The results of a French study published in the journal Neurobiology of Aging invite us to redefine the way Alzheimer’s disease is diagnosed today.
In France, approximately 225,000 people are diagnosed with Alzheimer’s disease each year. Amnesia, or memory loss, is one of the most obvious symptoms. “On the cognitive level, amnesia is in fact considered to be the most frequent and earliest symptom, and is systematically evaluated in patients for whom the pathology is suspected, underlines a press release from Inserm, this 4 Alzheimer’s disease is therefore frequently first diagnosed in elderly patients with memory impairment or quickly ruled out otherwise.”
Memory impairment is a weak predictor of Alzheimer’s
The experiment is unprecedented: researchers wondered whether the presence of amnesia assessed by cognitive tests at the time of diagnosis was predictive of the onset of Alzheimer’s disease. To conduct this study, Maxime Bertoux, a researcher at Inserm, Professor Florence Pasquier of the “Lille Neuroscience and Cognition” laboratory, relied on data from brain donations from 91 deceased patients who had suffered from various neurodegenerative diseases including Alzheimer’s disease, but also frontotemporal degeneration, Lewy body disease, Creutzfeldt-Jakob disease, or progressive cerebrovascular lesions.
They carried out a post-mortem diagnosis and compared it to the evaluation of cognitive performance carried out at the time of diagnosis.
Conclusion : a third of Alzheimer’s patients had no memory problems at the time of diagnosis, and conversely, nearly half of patients without Alzheimer’s pathology had amnesia.
“Our results confirm that diagnosis based on amnesia as a systematic marker of Alzheimer’s disease has limited relevance.emphasizes Maxime Bertouxthey invite to rethink the way in which this disease is diagnosed in order to reduce diagnostic error and the misdirection of certain patients and to improve the clinical and societal recognition of other neurodegenerative diseases.”
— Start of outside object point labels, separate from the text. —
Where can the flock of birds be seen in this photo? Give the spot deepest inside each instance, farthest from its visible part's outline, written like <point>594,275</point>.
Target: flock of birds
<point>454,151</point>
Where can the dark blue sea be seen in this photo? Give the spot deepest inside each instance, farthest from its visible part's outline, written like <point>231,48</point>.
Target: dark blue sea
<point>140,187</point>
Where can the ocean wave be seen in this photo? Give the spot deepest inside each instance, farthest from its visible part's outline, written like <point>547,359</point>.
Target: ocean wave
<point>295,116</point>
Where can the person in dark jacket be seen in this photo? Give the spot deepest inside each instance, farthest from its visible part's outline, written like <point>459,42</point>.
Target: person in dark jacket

A symptom suggestive of other pathologies
In short, not only would we miss cases of Alzheimer’s disease (those that do not manifest themselves by memory lapses), but in addition, we would identify (wrongly) as “Alzheimer” neurodegenerative pathologies others, requiring different treatment.
According to Inserm, memory problems are for example present in 50% of cases of fronto-temporal degeneration. The problem is that this disease evolves differently and requires different therapeutic management. “In these patients, specific management of Alzheimer’s disease can be deleterious.”
These results also have consequences in terms of research since many clinical trials aimed at testing treatments against Alzheimer’s disease recruit their participants precisely on the basis of amnesia. “Systematically associating memory loss with Alzheimer’s disease could bias inclusions in research protocols”, commented Maxime Bertoux.